Dr Paulson and Dr Aude Chaupis studied cancer cells from two patients who initially responded to the combination therapy. This therapy combined a checkpoint inhibitor with a T-cell therapy, which was capable of killing the cancer cells. The T-cell therapy involved taking T cells from patients, growing and multiplying them in a laboratory and then injecting them back into the patient.

Initially, cancers in both patients shrank form the therapy. 

“We saw in both patients that the cancers went almost completely away,” said Dr Paulson. “The cancers were shrinking, and when we took biopsies we saw that the T cells actually got into the cancers and helped mediate this regression. That was exciting and the patients were doing great.”
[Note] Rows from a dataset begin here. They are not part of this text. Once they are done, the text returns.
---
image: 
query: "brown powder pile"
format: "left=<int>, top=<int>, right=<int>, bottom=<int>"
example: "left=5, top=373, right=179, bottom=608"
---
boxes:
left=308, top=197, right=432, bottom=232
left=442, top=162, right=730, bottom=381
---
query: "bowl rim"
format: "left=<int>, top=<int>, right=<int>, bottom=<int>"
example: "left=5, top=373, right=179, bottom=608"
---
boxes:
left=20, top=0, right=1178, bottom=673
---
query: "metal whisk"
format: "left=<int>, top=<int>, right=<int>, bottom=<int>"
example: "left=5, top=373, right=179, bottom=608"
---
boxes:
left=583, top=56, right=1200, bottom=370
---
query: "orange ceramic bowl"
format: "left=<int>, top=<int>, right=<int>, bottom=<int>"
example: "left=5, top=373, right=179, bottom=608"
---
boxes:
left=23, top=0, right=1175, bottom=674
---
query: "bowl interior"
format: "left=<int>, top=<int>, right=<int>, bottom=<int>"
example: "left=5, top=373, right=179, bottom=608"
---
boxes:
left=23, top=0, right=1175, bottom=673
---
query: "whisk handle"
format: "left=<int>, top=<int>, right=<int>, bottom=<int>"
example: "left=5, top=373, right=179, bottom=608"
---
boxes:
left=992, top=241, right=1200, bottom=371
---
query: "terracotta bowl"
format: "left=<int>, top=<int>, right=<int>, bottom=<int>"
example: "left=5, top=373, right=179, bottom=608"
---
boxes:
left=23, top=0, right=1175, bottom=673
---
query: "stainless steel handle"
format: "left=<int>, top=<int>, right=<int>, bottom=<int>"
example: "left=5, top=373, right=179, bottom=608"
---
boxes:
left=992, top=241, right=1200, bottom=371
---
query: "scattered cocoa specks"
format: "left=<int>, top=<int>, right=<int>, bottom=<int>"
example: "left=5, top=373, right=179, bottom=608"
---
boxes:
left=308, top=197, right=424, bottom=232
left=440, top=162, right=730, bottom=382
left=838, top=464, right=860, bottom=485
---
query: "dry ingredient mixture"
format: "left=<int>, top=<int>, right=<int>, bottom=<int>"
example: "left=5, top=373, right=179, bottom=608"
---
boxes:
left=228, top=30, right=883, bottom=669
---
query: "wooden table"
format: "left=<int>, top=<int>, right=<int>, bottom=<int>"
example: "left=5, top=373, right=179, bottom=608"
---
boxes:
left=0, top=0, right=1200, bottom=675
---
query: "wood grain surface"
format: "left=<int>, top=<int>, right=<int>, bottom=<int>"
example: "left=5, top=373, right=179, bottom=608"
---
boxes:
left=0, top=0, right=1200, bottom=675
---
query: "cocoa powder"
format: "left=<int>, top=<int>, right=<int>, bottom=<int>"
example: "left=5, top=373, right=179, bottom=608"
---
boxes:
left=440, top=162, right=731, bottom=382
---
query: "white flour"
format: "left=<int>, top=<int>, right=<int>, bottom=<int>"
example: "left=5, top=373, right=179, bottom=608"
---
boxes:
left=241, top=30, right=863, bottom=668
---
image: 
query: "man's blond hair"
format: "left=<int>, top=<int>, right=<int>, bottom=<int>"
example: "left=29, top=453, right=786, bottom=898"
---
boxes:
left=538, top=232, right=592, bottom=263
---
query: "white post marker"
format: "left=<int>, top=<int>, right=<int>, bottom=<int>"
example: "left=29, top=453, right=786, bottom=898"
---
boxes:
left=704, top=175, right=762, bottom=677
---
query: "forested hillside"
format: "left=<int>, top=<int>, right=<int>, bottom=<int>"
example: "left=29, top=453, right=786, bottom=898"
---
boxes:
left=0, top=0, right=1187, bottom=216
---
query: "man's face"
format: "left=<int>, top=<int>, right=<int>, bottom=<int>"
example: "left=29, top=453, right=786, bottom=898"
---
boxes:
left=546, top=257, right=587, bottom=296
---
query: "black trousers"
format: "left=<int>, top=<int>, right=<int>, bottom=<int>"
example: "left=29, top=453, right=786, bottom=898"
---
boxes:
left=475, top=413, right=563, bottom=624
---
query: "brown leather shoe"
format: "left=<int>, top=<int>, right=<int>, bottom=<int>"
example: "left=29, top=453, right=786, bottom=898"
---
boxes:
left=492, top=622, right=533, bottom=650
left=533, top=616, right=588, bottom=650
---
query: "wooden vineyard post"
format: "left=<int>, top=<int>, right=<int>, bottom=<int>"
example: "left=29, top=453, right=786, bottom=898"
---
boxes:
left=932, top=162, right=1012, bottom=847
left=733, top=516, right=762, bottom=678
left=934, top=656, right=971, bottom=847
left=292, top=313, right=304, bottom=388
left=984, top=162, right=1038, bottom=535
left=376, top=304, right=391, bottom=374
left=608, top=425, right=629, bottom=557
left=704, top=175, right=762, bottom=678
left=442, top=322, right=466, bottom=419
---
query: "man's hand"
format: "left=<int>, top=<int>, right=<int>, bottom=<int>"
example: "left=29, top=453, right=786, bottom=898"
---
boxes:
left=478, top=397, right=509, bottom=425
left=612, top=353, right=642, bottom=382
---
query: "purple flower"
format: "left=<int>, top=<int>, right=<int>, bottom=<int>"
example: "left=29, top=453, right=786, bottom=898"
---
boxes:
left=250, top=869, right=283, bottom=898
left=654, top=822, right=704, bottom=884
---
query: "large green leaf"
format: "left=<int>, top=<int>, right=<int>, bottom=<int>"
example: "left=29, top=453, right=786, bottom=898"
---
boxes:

The authors report that one patient went from nearly being admitted into a hospice to going back to work, and the other the cancer seemed to return but only in an isolated spot, and is still being controlled. After two years, the first patient returned with something resembling a bug bite on his leg. After analysis, it was confirmed that it was metastatic Merkel cell cancer.

“It grew quickly, it was biopsied and shortly after it showed up in multiple places,” mentioned Dr Paulson.
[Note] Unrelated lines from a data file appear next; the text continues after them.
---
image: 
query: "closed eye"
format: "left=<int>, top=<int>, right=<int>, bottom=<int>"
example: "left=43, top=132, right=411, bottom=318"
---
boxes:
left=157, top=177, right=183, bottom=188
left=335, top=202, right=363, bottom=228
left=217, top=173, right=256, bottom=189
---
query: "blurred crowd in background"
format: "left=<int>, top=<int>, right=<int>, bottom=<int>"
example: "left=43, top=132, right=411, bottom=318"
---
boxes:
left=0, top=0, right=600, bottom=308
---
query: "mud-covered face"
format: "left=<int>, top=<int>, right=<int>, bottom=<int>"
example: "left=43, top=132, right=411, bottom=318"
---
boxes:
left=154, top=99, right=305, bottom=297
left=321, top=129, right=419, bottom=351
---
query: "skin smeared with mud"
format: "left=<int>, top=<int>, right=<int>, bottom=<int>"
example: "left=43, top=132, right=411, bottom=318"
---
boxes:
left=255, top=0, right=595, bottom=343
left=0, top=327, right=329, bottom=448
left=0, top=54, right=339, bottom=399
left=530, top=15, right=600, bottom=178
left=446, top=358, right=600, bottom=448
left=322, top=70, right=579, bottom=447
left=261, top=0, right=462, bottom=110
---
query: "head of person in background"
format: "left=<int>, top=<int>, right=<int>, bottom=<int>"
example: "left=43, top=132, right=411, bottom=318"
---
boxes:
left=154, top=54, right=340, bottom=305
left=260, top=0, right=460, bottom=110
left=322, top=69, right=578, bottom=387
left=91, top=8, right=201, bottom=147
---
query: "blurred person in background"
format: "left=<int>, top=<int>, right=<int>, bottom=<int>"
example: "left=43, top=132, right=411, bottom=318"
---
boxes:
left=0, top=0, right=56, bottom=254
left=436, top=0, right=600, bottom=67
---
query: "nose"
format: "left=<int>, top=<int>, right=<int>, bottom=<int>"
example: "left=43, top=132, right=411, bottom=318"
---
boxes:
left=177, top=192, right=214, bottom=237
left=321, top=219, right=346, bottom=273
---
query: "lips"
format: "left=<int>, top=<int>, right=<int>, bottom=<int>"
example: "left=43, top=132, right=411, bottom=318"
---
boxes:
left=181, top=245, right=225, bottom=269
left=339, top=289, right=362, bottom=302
The researchers could not identify why the cancers had returned, and collaborated with coauthors Dr Paul Nghiem of the University of Washington, and Fred Hutch’s Dr Jason Bielas and Dr Raphael Gottardo to take a closer look at the molecular changes in T cells, tumour cells and other cells in the tumour microenvironment. They used single-cell RNA sequencing and were able to see that the tumour was specifically ‘hiding’ from the T cells.

Dr Paulson wanted to identify if this could be fixed and cultured cells from one patients, and applied drugs used for other cancers to it. She said the results could show which combination of therapies should be used when people relapse from immunotherapy treatment.

“We didn’t know what was going on with these patients and how their cancer was able to come back. Now we are able to understand what’s going wrong, and that gives us a way to fix it. It’s very obvious we need a multi-pronged approach rather than just one dagger that the cancer can escape,” said Dr Chapius.

The report was published in Nature Communications.